Thursday, June 14, 2007

Abortion: The Magical Problem Solver (well, not really)

The Nation's Katha Pollitt (of how-dare-the-Supreme-Court-use-a-term-I-used-a-year-ago fame) has a new blog and in the first entry she discusses an e-mail she received from the Equal Access Fund of Tennessee, an organization which raises money for women in Tennessee to get abortions. Katha forwards the information about one woman who wants money to help pay for an $850 second-trimester abortion
"She's a single mom with a 19 month old; co-conceiver skipped town; no child support because that dude skipped town; she is clinically very depressed and extremely desperate. She makes less than $800 a month working fulltime. She makes too much to get any state aid and definitely not covered by TNCare. She becamse pregnant after her birth control failed to prevent her pregnancy.
After reading this - my first thought is what are the real problems in this woman's life? Is it that she's pregnant? Or is it that she's in a difficult spot financially, she's clinically depressed, and the man in her life has abandoned her?

The second thing I thought was - does getting a second-trimester abortion do anything to solve her financial, emotional, and relational problems?

Notice the ridiculous assertion that the woman can't get child support because the father skipped town. Does Tennessee have some kind of "skipped-town" clause which frees men who father children from providing child support if they move 30 miles away? Doubtful. The real problem is she probably doesn't have a lawyer or someone to help her use the legal system to force the father to pay child support.
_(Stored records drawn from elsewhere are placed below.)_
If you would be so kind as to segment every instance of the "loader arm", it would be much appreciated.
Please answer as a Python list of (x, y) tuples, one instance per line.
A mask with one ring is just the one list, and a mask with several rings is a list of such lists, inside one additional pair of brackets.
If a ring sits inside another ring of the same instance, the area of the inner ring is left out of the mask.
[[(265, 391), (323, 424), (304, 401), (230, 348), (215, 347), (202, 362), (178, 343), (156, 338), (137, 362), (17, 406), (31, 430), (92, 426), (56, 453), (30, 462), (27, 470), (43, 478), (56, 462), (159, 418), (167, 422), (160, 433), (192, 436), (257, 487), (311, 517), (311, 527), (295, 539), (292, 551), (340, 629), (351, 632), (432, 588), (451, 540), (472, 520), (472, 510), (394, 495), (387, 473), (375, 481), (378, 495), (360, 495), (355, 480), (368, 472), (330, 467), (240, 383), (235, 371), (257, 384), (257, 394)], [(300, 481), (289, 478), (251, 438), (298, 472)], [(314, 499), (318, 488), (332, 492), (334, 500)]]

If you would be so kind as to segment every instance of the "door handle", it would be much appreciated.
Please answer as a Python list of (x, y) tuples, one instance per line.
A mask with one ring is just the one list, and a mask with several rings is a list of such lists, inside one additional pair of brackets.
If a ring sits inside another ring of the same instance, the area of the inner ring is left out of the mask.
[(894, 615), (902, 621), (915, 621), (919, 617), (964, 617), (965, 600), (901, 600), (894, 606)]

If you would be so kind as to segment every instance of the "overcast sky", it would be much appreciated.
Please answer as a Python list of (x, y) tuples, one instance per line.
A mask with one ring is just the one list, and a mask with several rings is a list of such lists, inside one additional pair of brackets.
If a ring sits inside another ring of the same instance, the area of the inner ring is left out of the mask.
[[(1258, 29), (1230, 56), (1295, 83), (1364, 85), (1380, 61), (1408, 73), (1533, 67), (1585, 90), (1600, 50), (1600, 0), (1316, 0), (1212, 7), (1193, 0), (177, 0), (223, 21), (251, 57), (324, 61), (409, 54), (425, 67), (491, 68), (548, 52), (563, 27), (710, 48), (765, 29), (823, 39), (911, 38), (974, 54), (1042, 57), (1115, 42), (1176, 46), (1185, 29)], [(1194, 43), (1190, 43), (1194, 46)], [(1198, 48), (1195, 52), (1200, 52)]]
It seems that the real way to help this woman would be to put her in contact with an attorney who does pro-bono work and who could help garnish part of the father's wages. Or maybe find an organization which would be willing to help provide her and her child with health care.

What I find truly amazing is how Katha ends the post without any thought to how this woman will live after her abortion. No thought to the fact this woman will go back home to same difficult situation (single mom with a low wage job, no health care, and absent father). Who cares about those huge financial, emotional, and relational hurdles? She just had an abortion so the real problems in this woman's life mystically disappear because she's no longer pregnant. It's so convenient how abortion solves the big problems of life, isn't it? It must be so nice for people like Katha to give a little to the Equal Access Fund of Tennessee (and similar organizations), pat themselves on the back for not spending that money on a Starbucks latte and muffin and go on their merry way without any thought as to how desperate women with enormous problems will cope with life after an abortion.